Но что есть телесность в понимании античного человека? Понятно, что она есть для Лосева - скульптурное отображение идеи. Однако в античном мире была принципиально другая концепция человека, в которой тело занимало низшую часть антропологии, а душа делилась, так сказать, на две составляющие: душа вегетативно-анимальная (подпадает под всеобщий метемпсихоз) и душа интеллектуально-небесная (выходит из этого круговорота - как в описанном в платоновском «Федре» случае). Посему особого значения для физики и метафизики, неотделимых в античности, корпоральная манифестация значения не имела и иметь не могло, служа лишь оболочкой для манифестации анимальной. Так что упрёк Лосева Ницше бьёт мимо цели - именно «метание и безысходность» души имеет для античного человека большее значение, чем холодные «спокойствие и определённость» стаутарности его тела.
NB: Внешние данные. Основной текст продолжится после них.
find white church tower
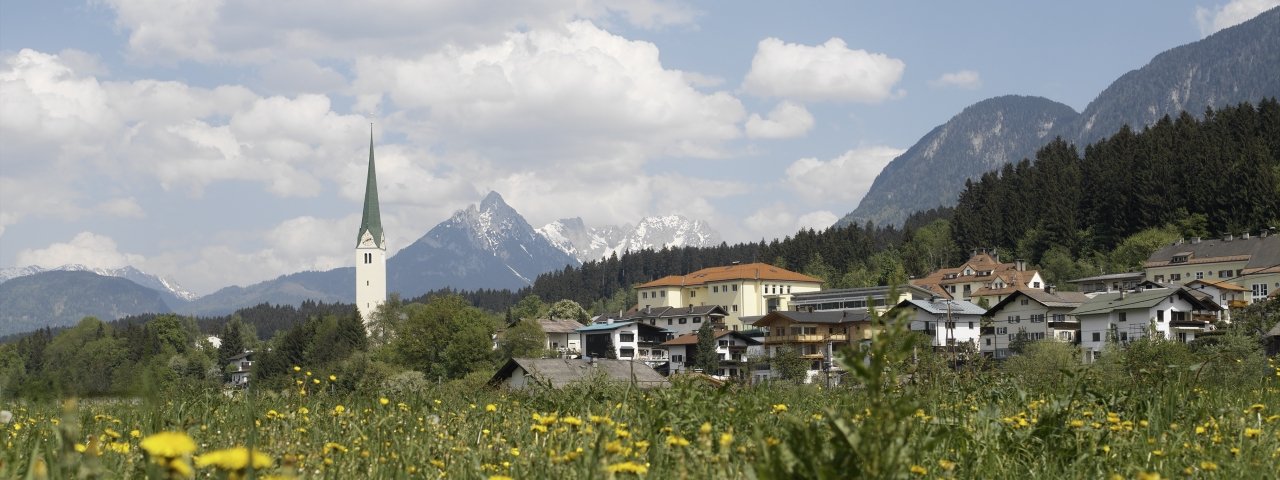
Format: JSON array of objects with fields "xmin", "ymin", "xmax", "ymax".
[{"xmin": 355, "ymin": 128, "xmax": 386, "ymax": 323}]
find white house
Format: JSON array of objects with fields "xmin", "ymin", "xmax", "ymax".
[
  {"xmin": 616, "ymin": 305, "xmax": 729, "ymax": 337},
  {"xmin": 1071, "ymin": 287, "xmax": 1221, "ymax": 363},
  {"xmin": 1183, "ymin": 279, "xmax": 1249, "ymax": 323},
  {"xmin": 982, "ymin": 288, "xmax": 1090, "ymax": 359},
  {"xmin": 576, "ymin": 320, "xmax": 672, "ymax": 366},
  {"xmin": 227, "ymin": 351, "xmax": 254, "ymax": 388},
  {"xmin": 888, "ymin": 298, "xmax": 985, "ymax": 351},
  {"xmin": 538, "ymin": 318, "xmax": 584, "ymax": 357},
  {"xmin": 661, "ymin": 329, "xmax": 762, "ymax": 378}
]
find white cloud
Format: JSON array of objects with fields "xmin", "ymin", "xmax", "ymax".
[
  {"xmin": 797, "ymin": 211, "xmax": 838, "ymax": 230},
  {"xmin": 1195, "ymin": 0, "xmax": 1279, "ymax": 36},
  {"xmin": 742, "ymin": 37, "xmax": 906, "ymax": 103},
  {"xmin": 16, "ymin": 232, "xmax": 144, "ymax": 269},
  {"xmin": 102, "ymin": 0, "xmax": 699, "ymax": 64},
  {"xmin": 257, "ymin": 59, "xmax": 347, "ymax": 94},
  {"xmin": 745, "ymin": 101, "xmax": 815, "ymax": 139},
  {"xmin": 929, "ymin": 70, "xmax": 982, "ymax": 90},
  {"xmin": 353, "ymin": 21, "xmax": 745, "ymax": 161},
  {"xmin": 96, "ymin": 197, "xmax": 146, "ymax": 218},
  {"xmin": 785, "ymin": 146, "xmax": 905, "ymax": 205}
]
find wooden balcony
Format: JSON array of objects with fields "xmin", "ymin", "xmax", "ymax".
[
  {"xmin": 1228, "ymin": 300, "xmax": 1249, "ymax": 309},
  {"xmin": 763, "ymin": 334, "xmax": 848, "ymax": 344}
]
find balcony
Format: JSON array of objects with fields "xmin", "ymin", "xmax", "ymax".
[
  {"xmin": 1047, "ymin": 321, "xmax": 1079, "ymax": 330},
  {"xmin": 763, "ymin": 334, "xmax": 848, "ymax": 344},
  {"xmin": 1228, "ymin": 300, "xmax": 1249, "ymax": 309}
]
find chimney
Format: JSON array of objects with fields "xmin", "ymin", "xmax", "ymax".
[
  {"xmin": 1191, "ymin": 236, "xmax": 1201, "ymax": 244},
  {"xmin": 1261, "ymin": 229, "xmax": 1269, "ymax": 238},
  {"xmin": 1224, "ymin": 233, "xmax": 1233, "ymax": 242},
  {"xmin": 1046, "ymin": 284, "xmax": 1055, "ymax": 294},
  {"xmin": 645, "ymin": 305, "xmax": 651, "ymax": 314},
  {"xmin": 1015, "ymin": 259, "xmax": 1026, "ymax": 271},
  {"xmin": 1242, "ymin": 231, "xmax": 1251, "ymax": 240},
  {"xmin": 1120, "ymin": 289, "xmax": 1126, "ymax": 299}
]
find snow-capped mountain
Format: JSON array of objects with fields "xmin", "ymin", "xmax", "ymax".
[
  {"xmin": 538, "ymin": 215, "xmax": 722, "ymax": 263},
  {"xmin": 387, "ymin": 192, "xmax": 581, "ymax": 294},
  {"xmin": 0, "ymin": 264, "xmax": 197, "ymax": 301}
]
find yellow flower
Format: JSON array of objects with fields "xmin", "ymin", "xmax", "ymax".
[
  {"xmin": 1199, "ymin": 460, "xmax": 1218, "ymax": 471},
  {"xmin": 139, "ymin": 431, "xmax": 197, "ymax": 458},
  {"xmin": 772, "ymin": 404, "xmax": 788, "ymax": 414},
  {"xmin": 1069, "ymin": 419, "xmax": 1085, "ymax": 428},
  {"xmin": 489, "ymin": 476, "xmax": 513, "ymax": 480},
  {"xmin": 334, "ymin": 405, "xmax": 346, "ymax": 415},
  {"xmin": 195, "ymin": 447, "xmax": 272, "ymax": 471},
  {"xmin": 909, "ymin": 465, "xmax": 927, "ymax": 475},
  {"xmin": 168, "ymin": 458, "xmax": 193, "ymax": 477},
  {"xmin": 605, "ymin": 461, "xmax": 649, "ymax": 474},
  {"xmin": 1248, "ymin": 403, "xmax": 1266, "ymax": 413},
  {"xmin": 130, "ymin": 429, "xmax": 141, "ymax": 438},
  {"xmin": 699, "ymin": 422, "xmax": 712, "ymax": 435},
  {"xmin": 666, "ymin": 435, "xmax": 690, "ymax": 447},
  {"xmin": 430, "ymin": 459, "xmax": 446, "ymax": 470},
  {"xmin": 329, "ymin": 374, "xmax": 337, "ymax": 381},
  {"xmin": 379, "ymin": 397, "xmax": 390, "ymax": 406},
  {"xmin": 485, "ymin": 404, "xmax": 497, "ymax": 412},
  {"xmin": 560, "ymin": 416, "xmax": 583, "ymax": 427},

Фигура Диониса настолько центральна для всего античного мировоззрения, что рассмотреть её стоит очень и очень внимательно. Вдумаемся в смысл одного текста: "Ревнивая многоречивая Гера указала титанам фиалковый луг, где отдыхал Дионис Загреос: «Вот наш злокозненный враг, любимые и послушные сыновья матери Геи. Он хочет покорить вас, обратить в быков, чтобы вы, задыхаясь под тяжким ярмом, истерзанные острым стимулом, от луны до новой луны бороздили землю. Он насмехается над Приапом и хочет вас кастрировать. Если не убьете его, лучше вам не родиться»… Титаны отыскали фиалковый луг, увидели обнаженную спящую девушку и набросились на нее, не в силах удержать приапических своих желаний. Она ускользнула и раздался смех, подобный гулу лесного пожара или шуму водопада. И девушка растаяла в фиалках и началась игра превращений Диониса, которая в мистериях называется "синдесмос"…(128).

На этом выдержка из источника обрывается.